HTTP REST API - Monitoring, Metrics & Alerting Guide

1. HTTP API Health and User Experience Indicators

What Metrics Are Useful?

Request Metrics

  • Request Rate: Requests per second/minute (throughput)
  • Request Duration: Response time percentiles (p50, p95, p99, p999)
  • Request Size: Payload sizes (request/response bytes)
  • Request Count by Status: HTTP status code distribution (2xx, 4xx, 5xx)

Error Metrics

  • Error Rate: Percentage of failed requests (4xx + 5xx)
  • Error Count by Type: Breakdown by status code (404, 500, 503, etc.)
  • Error Rate by Endpoint: Which endpoints are failing most

Availability Metrics

  • Uptime: Service availability percentage
  • Health Check Status: Internal health endpoint status
  • Dependency Health: Database, cache, external API availability

Performance Metrics

  • Latency Percentiles: p50, p95, p99, p999 response times
  • Slow Requests: Requests exceeding thresholds (e.g., >1s, >5s)
  • Timeout Rate: Requests timing out
  • Throughput: Successful requests per second

Resource Metrics

  • CPU Usage: CPU utilization percentage
  • Memory Usage: Heap, non-heap, off-heap memory
  • Thread Pool: Active threads, queue size, rejections
  • Connection Pool: Active connections, idle connections, wait time
  • GC Metrics: GC frequency, duration, pause times

Business Metrics

  • Active Users: Concurrent or active users
  • API Usage by Client: Mobile vs web client distribution
  • Feature Usage: Endpoint popularity, feature adoption

What Indicates This System is Healthy?

Green Signals (Healthy System)

  1. High Availability

    • Uptime > 99.9% (less than 43 minutes downtime/month)
    • Health checks passing consistently
    • All critical dependencies available

  2. Good Performance

    • p95 latency < SLA threshold (e.g., <500ms for most endpoints)
    • p99 latency < 2x p95 (no tail latency issues)
    • Error rate < 0.1% (99.9% success rate)
    • No timeout errors

  3. Stable Resource Usage

    • CPU usage < 70% average, < 90% peak
    • Memory usage stable (no memory leaks)
    • GC pause times < 100ms, frequency reasonable
    • Thread pool utilization < 80%
    • Connection pool healthy (no connection exhaustion)

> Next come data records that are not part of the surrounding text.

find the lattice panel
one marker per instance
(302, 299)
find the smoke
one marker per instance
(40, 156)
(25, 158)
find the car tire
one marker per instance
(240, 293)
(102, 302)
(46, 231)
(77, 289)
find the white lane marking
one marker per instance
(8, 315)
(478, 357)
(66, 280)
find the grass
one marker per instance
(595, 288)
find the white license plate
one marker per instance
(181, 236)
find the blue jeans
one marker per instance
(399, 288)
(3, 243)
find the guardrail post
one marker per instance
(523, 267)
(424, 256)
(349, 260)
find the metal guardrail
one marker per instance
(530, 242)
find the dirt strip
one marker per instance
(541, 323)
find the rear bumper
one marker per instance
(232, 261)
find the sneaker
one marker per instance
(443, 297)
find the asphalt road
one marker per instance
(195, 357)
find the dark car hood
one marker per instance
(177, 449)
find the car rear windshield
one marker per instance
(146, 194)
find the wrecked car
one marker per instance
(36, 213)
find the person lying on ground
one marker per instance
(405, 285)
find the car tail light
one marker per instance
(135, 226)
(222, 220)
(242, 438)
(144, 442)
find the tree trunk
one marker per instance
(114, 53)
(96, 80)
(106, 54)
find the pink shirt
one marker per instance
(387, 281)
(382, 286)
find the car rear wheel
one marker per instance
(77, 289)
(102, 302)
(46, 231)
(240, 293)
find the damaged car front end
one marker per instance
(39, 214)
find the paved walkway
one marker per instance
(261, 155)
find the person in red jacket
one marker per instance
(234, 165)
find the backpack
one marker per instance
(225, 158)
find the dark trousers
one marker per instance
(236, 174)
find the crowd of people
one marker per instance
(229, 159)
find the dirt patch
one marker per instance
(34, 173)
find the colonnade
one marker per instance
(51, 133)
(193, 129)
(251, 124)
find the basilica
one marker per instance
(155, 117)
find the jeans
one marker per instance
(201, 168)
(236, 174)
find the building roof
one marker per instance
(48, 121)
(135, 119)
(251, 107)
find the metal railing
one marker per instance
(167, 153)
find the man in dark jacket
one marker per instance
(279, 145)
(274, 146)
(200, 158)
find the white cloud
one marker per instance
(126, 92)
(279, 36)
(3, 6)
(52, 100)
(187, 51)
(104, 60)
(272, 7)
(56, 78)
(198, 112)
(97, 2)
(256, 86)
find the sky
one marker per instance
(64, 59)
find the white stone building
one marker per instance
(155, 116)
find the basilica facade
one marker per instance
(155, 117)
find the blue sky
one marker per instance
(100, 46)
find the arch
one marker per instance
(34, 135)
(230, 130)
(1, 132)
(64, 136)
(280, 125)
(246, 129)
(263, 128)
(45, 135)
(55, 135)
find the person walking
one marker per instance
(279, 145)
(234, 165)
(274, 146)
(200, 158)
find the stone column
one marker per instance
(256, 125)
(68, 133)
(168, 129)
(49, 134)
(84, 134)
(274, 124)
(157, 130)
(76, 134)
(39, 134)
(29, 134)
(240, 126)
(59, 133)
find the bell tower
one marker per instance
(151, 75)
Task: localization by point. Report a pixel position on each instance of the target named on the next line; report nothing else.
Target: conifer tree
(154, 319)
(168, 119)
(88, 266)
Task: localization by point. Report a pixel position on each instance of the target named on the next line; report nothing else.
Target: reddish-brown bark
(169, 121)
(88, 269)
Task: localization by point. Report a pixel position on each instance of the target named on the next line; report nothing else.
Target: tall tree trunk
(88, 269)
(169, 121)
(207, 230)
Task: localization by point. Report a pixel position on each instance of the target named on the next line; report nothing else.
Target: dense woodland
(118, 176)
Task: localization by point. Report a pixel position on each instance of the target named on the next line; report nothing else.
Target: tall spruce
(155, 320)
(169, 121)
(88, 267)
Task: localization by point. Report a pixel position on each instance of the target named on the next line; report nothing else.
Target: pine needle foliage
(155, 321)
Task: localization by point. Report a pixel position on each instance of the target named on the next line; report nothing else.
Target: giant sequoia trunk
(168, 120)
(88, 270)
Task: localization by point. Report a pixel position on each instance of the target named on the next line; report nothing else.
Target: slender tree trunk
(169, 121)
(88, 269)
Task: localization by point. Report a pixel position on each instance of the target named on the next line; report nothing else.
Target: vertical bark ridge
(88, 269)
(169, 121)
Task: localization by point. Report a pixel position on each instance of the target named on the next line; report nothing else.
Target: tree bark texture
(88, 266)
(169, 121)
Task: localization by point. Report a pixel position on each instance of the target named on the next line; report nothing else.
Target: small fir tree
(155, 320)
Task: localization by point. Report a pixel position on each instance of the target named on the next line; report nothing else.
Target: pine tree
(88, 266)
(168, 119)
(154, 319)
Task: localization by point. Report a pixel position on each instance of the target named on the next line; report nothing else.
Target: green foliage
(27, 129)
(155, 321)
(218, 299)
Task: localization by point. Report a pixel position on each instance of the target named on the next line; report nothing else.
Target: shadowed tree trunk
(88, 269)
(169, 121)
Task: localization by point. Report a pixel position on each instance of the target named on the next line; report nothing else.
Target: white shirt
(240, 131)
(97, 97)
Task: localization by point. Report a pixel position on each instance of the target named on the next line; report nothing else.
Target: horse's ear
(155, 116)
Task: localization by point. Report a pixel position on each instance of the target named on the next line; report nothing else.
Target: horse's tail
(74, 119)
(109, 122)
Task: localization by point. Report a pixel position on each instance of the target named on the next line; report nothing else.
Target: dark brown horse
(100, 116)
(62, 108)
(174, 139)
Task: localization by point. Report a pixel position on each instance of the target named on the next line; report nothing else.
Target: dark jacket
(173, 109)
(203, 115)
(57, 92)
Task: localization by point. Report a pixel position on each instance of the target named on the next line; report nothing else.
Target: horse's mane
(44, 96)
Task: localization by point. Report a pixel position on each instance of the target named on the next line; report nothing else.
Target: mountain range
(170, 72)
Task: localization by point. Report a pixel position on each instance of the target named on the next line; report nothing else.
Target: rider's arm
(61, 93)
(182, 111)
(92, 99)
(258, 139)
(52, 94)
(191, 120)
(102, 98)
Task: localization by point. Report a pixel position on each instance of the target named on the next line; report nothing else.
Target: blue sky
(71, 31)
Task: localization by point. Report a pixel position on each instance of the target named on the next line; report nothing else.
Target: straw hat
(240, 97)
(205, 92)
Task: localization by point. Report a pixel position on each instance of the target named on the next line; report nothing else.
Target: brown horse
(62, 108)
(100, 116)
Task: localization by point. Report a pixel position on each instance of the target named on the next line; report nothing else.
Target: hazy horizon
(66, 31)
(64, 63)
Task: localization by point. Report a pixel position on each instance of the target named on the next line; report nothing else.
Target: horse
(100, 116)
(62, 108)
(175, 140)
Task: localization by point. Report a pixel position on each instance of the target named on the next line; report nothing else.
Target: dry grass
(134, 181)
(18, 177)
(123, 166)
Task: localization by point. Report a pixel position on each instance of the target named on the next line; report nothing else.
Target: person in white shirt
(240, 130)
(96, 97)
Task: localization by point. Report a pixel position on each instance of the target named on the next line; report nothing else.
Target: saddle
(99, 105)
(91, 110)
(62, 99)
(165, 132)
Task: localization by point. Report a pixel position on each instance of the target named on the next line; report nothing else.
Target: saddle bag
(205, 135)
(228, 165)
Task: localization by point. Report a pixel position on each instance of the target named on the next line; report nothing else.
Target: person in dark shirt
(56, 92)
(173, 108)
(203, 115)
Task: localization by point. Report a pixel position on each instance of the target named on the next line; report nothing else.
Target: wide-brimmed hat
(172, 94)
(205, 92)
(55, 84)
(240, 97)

  4. Consistent Throughput

    • Request rate within expected range
    • No sudden spikes or drops
    • Graceful handling of traffic patterns

  5. Low Error Rates

    • 4xx errors < 1% (mostly client errors)
    • 5xx errors < 0.1% (server errors rare)
    • No error spikes or cascading failures

What Tells You Users Are Having a Bad Experience?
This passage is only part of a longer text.